3. Among the circumstances of cases concerning the breach of Article 9(1) of the Convention, adjudicated before the European Court of Human Rights (the Court) and the European Commission of Human Rights (the Commission) there are certain typical situations. Applicants can demand protection of the right to manifest their: (I) religion, which should be understood as a set of beliefs concerning matters such as: the origin and purpose of the human existence, the origin of the universe, immortality of the human soul, the existence and nature of a sublime entity etc., (II) beliefs, which can be described as an antithesis of a religion – agnosticism or atheism, (III) beliefs of religiously indifferent character, i.e. views which do not, in any way – whether affirming or challenging – relate to matters of religious concern as well asbeliefs that can be characterized as religiously skeptical. The abovementioned cases will be discussed in an orderly manner.

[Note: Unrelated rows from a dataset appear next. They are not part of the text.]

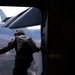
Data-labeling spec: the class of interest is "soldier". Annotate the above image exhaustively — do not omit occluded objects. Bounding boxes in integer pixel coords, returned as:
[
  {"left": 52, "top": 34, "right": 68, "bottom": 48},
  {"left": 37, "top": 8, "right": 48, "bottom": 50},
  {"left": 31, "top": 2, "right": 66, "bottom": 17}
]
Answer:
[{"left": 0, "top": 30, "right": 38, "bottom": 75}]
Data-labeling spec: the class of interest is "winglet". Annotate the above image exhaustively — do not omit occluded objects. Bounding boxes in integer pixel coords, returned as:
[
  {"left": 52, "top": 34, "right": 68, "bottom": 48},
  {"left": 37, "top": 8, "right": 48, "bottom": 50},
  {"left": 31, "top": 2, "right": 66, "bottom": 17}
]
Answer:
[{"left": 0, "top": 9, "right": 7, "bottom": 22}]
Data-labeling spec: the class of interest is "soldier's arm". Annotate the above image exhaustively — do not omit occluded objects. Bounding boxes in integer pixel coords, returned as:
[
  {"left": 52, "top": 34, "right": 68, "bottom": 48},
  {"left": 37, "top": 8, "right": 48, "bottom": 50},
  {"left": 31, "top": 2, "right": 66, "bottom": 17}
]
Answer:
[{"left": 0, "top": 39, "right": 16, "bottom": 54}]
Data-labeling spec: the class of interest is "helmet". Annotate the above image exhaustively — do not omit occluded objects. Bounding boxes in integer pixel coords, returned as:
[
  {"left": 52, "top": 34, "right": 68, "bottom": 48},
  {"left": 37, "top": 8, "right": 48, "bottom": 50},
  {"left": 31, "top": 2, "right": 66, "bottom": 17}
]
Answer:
[{"left": 14, "top": 30, "right": 25, "bottom": 35}]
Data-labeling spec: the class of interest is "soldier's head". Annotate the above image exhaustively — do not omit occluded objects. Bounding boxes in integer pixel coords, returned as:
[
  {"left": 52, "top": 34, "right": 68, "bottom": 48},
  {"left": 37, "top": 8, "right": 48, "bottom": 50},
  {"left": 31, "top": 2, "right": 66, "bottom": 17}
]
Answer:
[{"left": 14, "top": 30, "right": 25, "bottom": 36}]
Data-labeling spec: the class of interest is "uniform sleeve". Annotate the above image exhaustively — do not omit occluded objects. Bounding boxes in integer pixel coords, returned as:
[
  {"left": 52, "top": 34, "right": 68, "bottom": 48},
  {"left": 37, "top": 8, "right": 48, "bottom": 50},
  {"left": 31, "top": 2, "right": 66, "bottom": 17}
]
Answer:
[{"left": 0, "top": 39, "right": 16, "bottom": 54}]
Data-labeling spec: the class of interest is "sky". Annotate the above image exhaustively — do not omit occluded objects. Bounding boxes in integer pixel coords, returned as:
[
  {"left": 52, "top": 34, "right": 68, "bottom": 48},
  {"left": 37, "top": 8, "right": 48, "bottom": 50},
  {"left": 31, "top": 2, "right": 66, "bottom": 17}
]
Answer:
[{"left": 0, "top": 6, "right": 40, "bottom": 29}]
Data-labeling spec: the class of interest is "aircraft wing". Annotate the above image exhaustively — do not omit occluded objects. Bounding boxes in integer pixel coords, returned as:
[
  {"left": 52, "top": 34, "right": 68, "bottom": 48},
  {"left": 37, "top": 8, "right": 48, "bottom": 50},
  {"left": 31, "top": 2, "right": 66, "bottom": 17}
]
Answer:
[
  {"left": 0, "top": 8, "right": 29, "bottom": 27},
  {"left": 0, "top": 7, "right": 41, "bottom": 29}
]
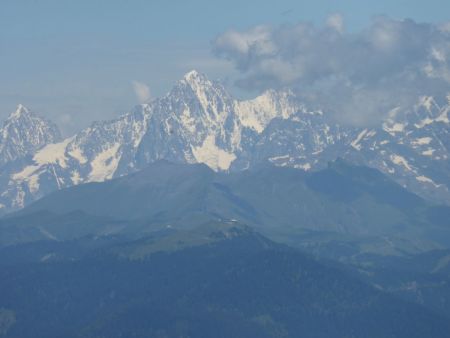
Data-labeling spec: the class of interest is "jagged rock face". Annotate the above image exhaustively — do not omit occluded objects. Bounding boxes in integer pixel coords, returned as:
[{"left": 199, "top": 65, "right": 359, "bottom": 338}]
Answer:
[
  {"left": 0, "top": 105, "right": 61, "bottom": 166},
  {"left": 0, "top": 71, "right": 450, "bottom": 211}
]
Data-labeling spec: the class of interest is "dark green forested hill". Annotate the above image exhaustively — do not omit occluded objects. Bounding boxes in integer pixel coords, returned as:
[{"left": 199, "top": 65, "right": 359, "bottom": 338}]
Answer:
[{"left": 0, "top": 223, "right": 450, "bottom": 338}]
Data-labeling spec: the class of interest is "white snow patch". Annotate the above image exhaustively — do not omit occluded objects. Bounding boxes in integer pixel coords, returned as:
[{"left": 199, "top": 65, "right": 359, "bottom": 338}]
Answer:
[
  {"left": 70, "top": 170, "right": 82, "bottom": 185},
  {"left": 235, "top": 90, "right": 296, "bottom": 133},
  {"left": 390, "top": 155, "right": 412, "bottom": 171},
  {"left": 436, "top": 107, "right": 450, "bottom": 123},
  {"left": 67, "top": 148, "right": 88, "bottom": 164},
  {"left": 350, "top": 129, "right": 367, "bottom": 150},
  {"left": 383, "top": 122, "right": 406, "bottom": 135},
  {"left": 416, "top": 176, "right": 440, "bottom": 188},
  {"left": 294, "top": 163, "right": 311, "bottom": 171},
  {"left": 88, "top": 143, "right": 120, "bottom": 182},
  {"left": 269, "top": 155, "right": 289, "bottom": 162},
  {"left": 414, "top": 117, "right": 434, "bottom": 129},
  {"left": 33, "top": 138, "right": 72, "bottom": 168},
  {"left": 191, "top": 135, "right": 236, "bottom": 171},
  {"left": 411, "top": 137, "right": 433, "bottom": 146},
  {"left": 422, "top": 148, "right": 434, "bottom": 156}
]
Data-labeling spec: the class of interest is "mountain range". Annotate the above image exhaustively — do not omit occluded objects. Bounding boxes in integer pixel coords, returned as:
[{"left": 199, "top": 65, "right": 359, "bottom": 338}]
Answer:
[{"left": 0, "top": 71, "right": 450, "bottom": 213}]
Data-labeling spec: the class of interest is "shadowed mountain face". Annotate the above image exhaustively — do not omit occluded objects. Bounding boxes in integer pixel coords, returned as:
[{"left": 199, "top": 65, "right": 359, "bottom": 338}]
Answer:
[
  {"left": 0, "top": 71, "right": 450, "bottom": 213},
  {"left": 7, "top": 160, "right": 450, "bottom": 254},
  {"left": 0, "top": 222, "right": 450, "bottom": 338}
]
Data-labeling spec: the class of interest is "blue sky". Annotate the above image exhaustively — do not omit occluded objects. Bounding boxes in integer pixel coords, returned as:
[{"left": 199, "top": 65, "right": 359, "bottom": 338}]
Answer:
[{"left": 0, "top": 0, "right": 450, "bottom": 134}]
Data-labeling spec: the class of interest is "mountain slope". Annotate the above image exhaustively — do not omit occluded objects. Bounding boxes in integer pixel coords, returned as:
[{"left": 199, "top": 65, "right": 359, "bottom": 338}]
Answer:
[
  {"left": 0, "top": 224, "right": 450, "bottom": 338},
  {"left": 0, "top": 105, "right": 61, "bottom": 166},
  {"left": 0, "top": 71, "right": 450, "bottom": 211},
  {"left": 9, "top": 160, "right": 450, "bottom": 254}
]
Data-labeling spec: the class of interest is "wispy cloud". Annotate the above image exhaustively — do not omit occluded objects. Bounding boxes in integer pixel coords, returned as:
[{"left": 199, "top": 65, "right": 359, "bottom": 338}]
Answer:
[
  {"left": 213, "top": 14, "right": 450, "bottom": 124},
  {"left": 132, "top": 81, "right": 151, "bottom": 103}
]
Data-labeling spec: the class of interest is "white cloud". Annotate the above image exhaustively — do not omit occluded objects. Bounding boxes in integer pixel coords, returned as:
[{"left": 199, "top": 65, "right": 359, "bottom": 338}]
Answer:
[
  {"left": 327, "top": 13, "right": 344, "bottom": 34},
  {"left": 132, "top": 81, "right": 151, "bottom": 103},
  {"left": 213, "top": 14, "right": 450, "bottom": 125}
]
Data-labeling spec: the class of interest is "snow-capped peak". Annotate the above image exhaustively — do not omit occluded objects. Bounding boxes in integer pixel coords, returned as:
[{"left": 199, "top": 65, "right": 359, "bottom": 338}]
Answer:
[
  {"left": 0, "top": 104, "right": 61, "bottom": 165},
  {"left": 8, "top": 104, "right": 30, "bottom": 120},
  {"left": 183, "top": 69, "right": 208, "bottom": 82}
]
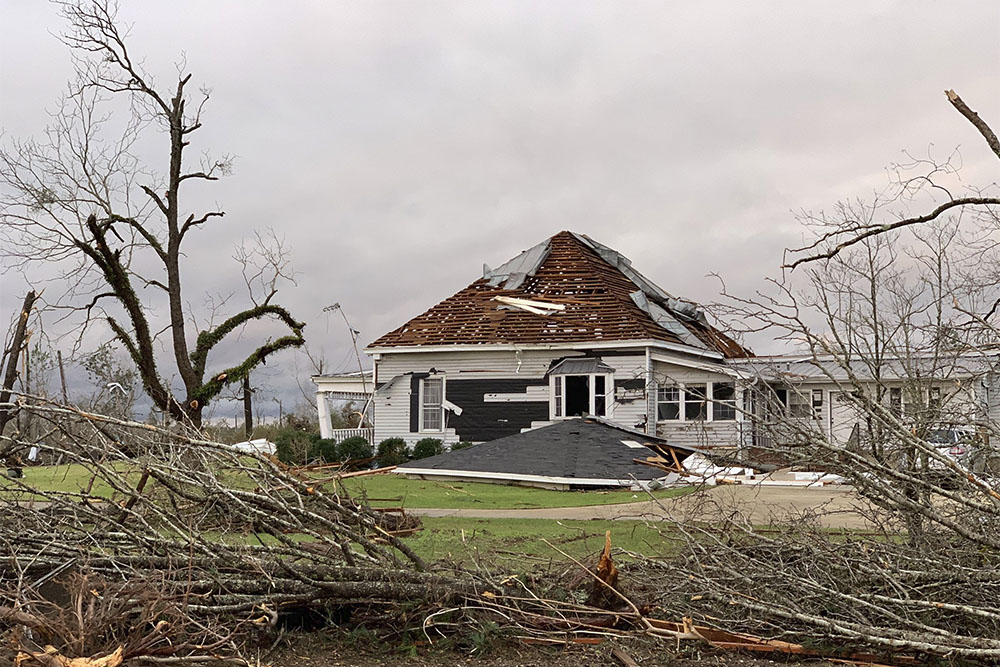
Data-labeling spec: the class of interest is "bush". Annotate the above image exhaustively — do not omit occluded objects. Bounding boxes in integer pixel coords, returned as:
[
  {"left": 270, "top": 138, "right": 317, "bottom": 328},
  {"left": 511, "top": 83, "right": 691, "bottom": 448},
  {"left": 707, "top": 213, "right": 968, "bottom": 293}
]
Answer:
[
  {"left": 375, "top": 438, "right": 410, "bottom": 468},
  {"left": 309, "top": 437, "right": 340, "bottom": 463},
  {"left": 337, "top": 435, "right": 372, "bottom": 461},
  {"left": 274, "top": 428, "right": 319, "bottom": 466},
  {"left": 413, "top": 438, "right": 444, "bottom": 459}
]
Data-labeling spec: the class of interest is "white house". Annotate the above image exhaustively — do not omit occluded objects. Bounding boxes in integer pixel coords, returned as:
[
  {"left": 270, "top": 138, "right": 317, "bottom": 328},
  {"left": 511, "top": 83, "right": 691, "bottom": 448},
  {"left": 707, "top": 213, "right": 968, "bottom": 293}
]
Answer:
[{"left": 313, "top": 232, "right": 1000, "bottom": 456}]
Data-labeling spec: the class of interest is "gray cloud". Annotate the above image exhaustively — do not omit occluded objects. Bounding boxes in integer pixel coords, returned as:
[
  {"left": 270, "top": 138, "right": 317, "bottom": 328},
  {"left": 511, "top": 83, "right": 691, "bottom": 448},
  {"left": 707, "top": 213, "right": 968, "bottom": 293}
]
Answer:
[{"left": 0, "top": 0, "right": 1000, "bottom": 418}]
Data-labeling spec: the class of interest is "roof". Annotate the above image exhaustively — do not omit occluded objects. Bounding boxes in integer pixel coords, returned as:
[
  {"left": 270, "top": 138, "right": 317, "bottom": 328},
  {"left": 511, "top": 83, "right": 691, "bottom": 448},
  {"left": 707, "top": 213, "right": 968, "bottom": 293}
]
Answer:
[
  {"left": 396, "top": 417, "right": 695, "bottom": 486},
  {"left": 369, "top": 232, "right": 749, "bottom": 357}
]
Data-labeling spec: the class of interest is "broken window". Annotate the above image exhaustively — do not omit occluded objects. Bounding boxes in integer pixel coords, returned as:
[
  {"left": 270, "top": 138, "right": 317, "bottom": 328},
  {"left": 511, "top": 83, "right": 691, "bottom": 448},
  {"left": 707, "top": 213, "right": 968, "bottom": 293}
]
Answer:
[
  {"left": 656, "top": 387, "right": 681, "bottom": 421},
  {"left": 712, "top": 382, "right": 736, "bottom": 421},
  {"left": 787, "top": 389, "right": 815, "bottom": 419},
  {"left": 550, "top": 373, "right": 614, "bottom": 419},
  {"left": 684, "top": 384, "right": 708, "bottom": 421},
  {"left": 563, "top": 375, "right": 590, "bottom": 417},
  {"left": 420, "top": 378, "right": 444, "bottom": 431},
  {"left": 889, "top": 387, "right": 903, "bottom": 417}
]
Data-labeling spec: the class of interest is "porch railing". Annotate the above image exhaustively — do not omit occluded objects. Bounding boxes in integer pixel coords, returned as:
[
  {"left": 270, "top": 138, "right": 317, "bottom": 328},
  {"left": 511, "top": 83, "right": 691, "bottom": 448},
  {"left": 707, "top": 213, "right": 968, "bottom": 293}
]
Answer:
[{"left": 330, "top": 428, "right": 375, "bottom": 444}]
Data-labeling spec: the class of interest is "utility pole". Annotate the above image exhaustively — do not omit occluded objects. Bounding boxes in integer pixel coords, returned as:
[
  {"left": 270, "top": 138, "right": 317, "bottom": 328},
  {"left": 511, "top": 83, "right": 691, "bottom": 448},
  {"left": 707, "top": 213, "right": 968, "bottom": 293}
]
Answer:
[
  {"left": 56, "top": 350, "right": 69, "bottom": 405},
  {"left": 271, "top": 398, "right": 285, "bottom": 428}
]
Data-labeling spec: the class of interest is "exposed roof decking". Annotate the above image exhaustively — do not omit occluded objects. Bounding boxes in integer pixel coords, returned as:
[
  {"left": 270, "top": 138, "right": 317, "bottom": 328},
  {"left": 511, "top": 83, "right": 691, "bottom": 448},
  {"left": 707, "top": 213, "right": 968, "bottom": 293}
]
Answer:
[{"left": 370, "top": 232, "right": 747, "bottom": 357}]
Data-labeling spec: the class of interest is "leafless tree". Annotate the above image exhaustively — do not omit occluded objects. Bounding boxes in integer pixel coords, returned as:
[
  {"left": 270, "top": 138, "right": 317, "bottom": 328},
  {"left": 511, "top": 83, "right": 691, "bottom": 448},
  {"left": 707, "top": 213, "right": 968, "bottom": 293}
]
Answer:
[
  {"left": 661, "top": 92, "right": 1000, "bottom": 664},
  {"left": 0, "top": 0, "right": 304, "bottom": 426}
]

The Court and the Commission have not developed their own definition of religion, nor have they set forth any uniform criteria that could serve to qualify certain views as religions. Although some criticism is justified, it is important to keep in mind that we are dealing with a very elusive concept, which is almost impossible to define in legal terms. Many questions arise in that respect - for example: should we assume that only views connected with the idea of a supreme being are to be treated as religion? An affirmative answer would oblige the organs of the Convention to engage in a deliberation on complex theological issues (such as, whether divinity is a part of Buddhist's views or not), to which they are obviously not the appropriate forum. On the other hand, a negative response would lead to further, probably futile efforts in search for determinants of religious beliefs.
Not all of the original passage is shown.